I apologize for my brief hiatus – it’s been almost two weeks since I’ve posted. I have been very busy recently, but for a very exciting reason: I got a job as a summer student of Dr. Steve Easterbrook! You can read more about Steve and his research on his faculty page and blog.
This job required me to move cities for the summer, so my mind has been consumed with thoughts such as “Where am I and how do I get home from this grocery store?” rather than “What am I going to write a post about this week?” However, I have had a few days on the job now, and as Steve encourages all of his students to blog about their research, I will use this outlet to periodically organize my thoughts.
I will be doing some sort of research project about climate modelling this summer – we’re not yet sure exactly what, so I am starting by taking a look at the code for some GCMs. The NCAR Community Earth System Model is one of the easiest to access, as it is largely an open source project. I’ve only read through a small piece of their atmosphere component, but I’ve already seen more physics calculations in one place than ever before.
I quickly learned that trying to understand every line of the code is a silly goal, as much as I may want to. Instead, I’m trying to get a broader picture of what the programs do. It’s really neat to have my knowledge about different subjects converge so completely. Multi-dimensional arrays, which I have previously only used to program games of Sudoku and tic-tac-toe, are now being used to represent the entire globe. Electric potential, a property I last studied in the circuitry unit of high school physics, somehow impacts atmospheric chemistry. The polar regions, which I was previously fascinated with mainly for their wildlife, also present interesting mathematical boundary cases for a climate model.
It’s also interesting to see how the collaborative nature of CESM, written by many different authors and designed for many different purposes, impacts its code. Some of the modules have nearly a thousand lines of code, and some have only a few dozen – it all depends on the programming style of the various authors. The commenting ranges from extensive to nonexistent. Every now and then one of the files will be written in an older version of Fortran, where EVERYTHING IS IN UPPER CASE.
I am bewildered by most of the variable names. They seem to be collections of abbreviations I’m not familiar with. Some examples are “mxsedfac”, “lndmaxjovrdmdni”, “fxdd”, and “vsc_knm_atm”.
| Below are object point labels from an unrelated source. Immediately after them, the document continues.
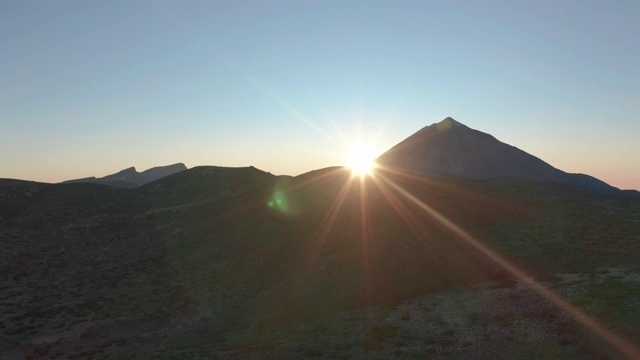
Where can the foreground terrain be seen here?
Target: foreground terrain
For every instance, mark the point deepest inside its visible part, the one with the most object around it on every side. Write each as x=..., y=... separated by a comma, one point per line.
x=238, y=263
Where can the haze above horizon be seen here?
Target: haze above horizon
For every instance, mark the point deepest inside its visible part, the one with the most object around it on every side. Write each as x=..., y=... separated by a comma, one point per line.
x=90, y=88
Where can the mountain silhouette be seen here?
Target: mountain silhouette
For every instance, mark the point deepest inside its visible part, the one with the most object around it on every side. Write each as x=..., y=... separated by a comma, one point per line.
x=131, y=178
x=452, y=148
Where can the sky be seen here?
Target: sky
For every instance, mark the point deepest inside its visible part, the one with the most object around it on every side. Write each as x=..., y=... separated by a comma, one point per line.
x=88, y=88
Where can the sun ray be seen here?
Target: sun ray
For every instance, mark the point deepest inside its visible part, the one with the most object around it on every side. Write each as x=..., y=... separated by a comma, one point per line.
x=621, y=344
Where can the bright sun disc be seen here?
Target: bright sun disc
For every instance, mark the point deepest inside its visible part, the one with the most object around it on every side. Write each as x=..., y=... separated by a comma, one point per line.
x=361, y=161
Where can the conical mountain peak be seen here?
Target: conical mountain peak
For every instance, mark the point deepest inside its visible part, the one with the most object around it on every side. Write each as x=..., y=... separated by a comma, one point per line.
x=449, y=147
x=448, y=123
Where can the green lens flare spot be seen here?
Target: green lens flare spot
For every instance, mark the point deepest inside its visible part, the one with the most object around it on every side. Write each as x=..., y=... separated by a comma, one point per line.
x=280, y=202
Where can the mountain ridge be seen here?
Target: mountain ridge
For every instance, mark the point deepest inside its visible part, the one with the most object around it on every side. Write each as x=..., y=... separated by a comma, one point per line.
x=131, y=178
x=450, y=147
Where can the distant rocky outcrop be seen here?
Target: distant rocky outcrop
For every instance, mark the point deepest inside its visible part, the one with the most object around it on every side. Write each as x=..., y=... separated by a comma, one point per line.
x=449, y=147
x=131, y=178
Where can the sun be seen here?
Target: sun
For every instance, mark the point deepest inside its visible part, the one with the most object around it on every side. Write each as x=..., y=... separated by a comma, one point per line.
x=361, y=161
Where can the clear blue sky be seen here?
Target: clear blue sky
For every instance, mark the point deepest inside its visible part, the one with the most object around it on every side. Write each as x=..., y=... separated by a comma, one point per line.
x=91, y=87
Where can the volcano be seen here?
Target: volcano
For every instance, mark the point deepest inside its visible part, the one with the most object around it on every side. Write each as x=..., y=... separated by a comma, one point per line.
x=452, y=148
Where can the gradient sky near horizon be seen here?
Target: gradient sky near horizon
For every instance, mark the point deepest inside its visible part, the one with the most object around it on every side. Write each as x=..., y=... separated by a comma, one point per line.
x=88, y=88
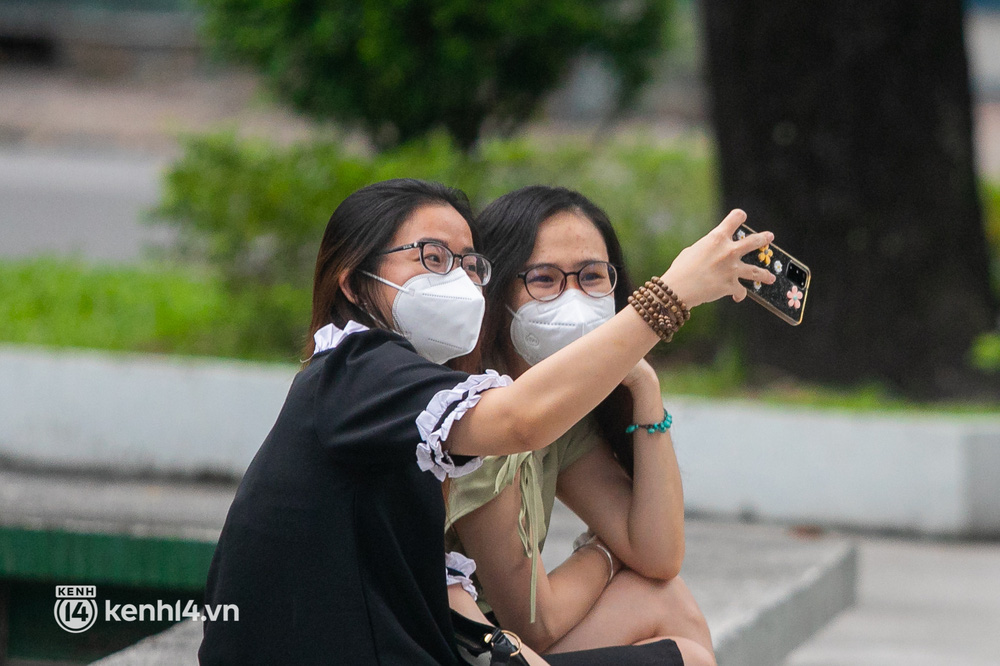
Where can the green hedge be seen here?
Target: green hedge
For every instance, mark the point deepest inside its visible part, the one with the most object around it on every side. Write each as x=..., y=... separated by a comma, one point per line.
x=149, y=309
x=255, y=212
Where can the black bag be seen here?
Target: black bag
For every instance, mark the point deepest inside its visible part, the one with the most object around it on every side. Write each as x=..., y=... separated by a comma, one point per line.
x=485, y=645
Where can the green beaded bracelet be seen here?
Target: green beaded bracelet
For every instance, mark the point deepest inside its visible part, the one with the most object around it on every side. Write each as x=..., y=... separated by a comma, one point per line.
x=651, y=428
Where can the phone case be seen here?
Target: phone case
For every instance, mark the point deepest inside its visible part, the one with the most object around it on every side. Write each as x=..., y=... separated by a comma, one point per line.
x=787, y=296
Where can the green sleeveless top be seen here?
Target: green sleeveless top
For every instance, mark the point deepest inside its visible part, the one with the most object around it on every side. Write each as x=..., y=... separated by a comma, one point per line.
x=539, y=471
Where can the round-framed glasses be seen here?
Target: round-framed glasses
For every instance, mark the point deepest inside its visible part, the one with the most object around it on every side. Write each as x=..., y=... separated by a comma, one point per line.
x=546, y=282
x=437, y=258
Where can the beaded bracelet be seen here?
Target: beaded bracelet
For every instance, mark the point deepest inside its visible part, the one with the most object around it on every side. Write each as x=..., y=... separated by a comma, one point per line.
x=660, y=308
x=651, y=428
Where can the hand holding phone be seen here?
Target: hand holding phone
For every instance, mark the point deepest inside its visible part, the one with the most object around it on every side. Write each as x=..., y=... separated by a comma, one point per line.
x=786, y=297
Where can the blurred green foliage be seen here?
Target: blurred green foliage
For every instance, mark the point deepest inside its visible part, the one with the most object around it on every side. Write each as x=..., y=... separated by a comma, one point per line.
x=178, y=310
x=255, y=212
x=403, y=68
x=985, y=352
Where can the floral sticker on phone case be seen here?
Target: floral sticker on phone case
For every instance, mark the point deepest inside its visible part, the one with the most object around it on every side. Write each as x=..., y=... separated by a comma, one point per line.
x=794, y=297
x=765, y=254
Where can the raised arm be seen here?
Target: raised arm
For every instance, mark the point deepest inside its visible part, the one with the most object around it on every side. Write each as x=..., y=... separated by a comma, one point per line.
x=640, y=519
x=551, y=396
When we get a Linux machine set up (I have heard too many horror stories to attempt a dual-boot with Windows) I am hoping to get a basic CESM simulation running, as well as EdGCM (this could theoretically run on my laptop, but I prefer to bring that home with me each evening, and the simulation will probably take over a day).
I am also doing some background reading on the topic of climate modelling, including this book, which led me to the story of PHONIAC. The first weather prediction done on a computer (the ENIAC machine) was recreated as a smartphone application, and ran approximately 3 million times faster. Unfortunately, I can’t find anyone with a smartphone that supports Java (argh, Apple!) so I haven’t been able to try it out.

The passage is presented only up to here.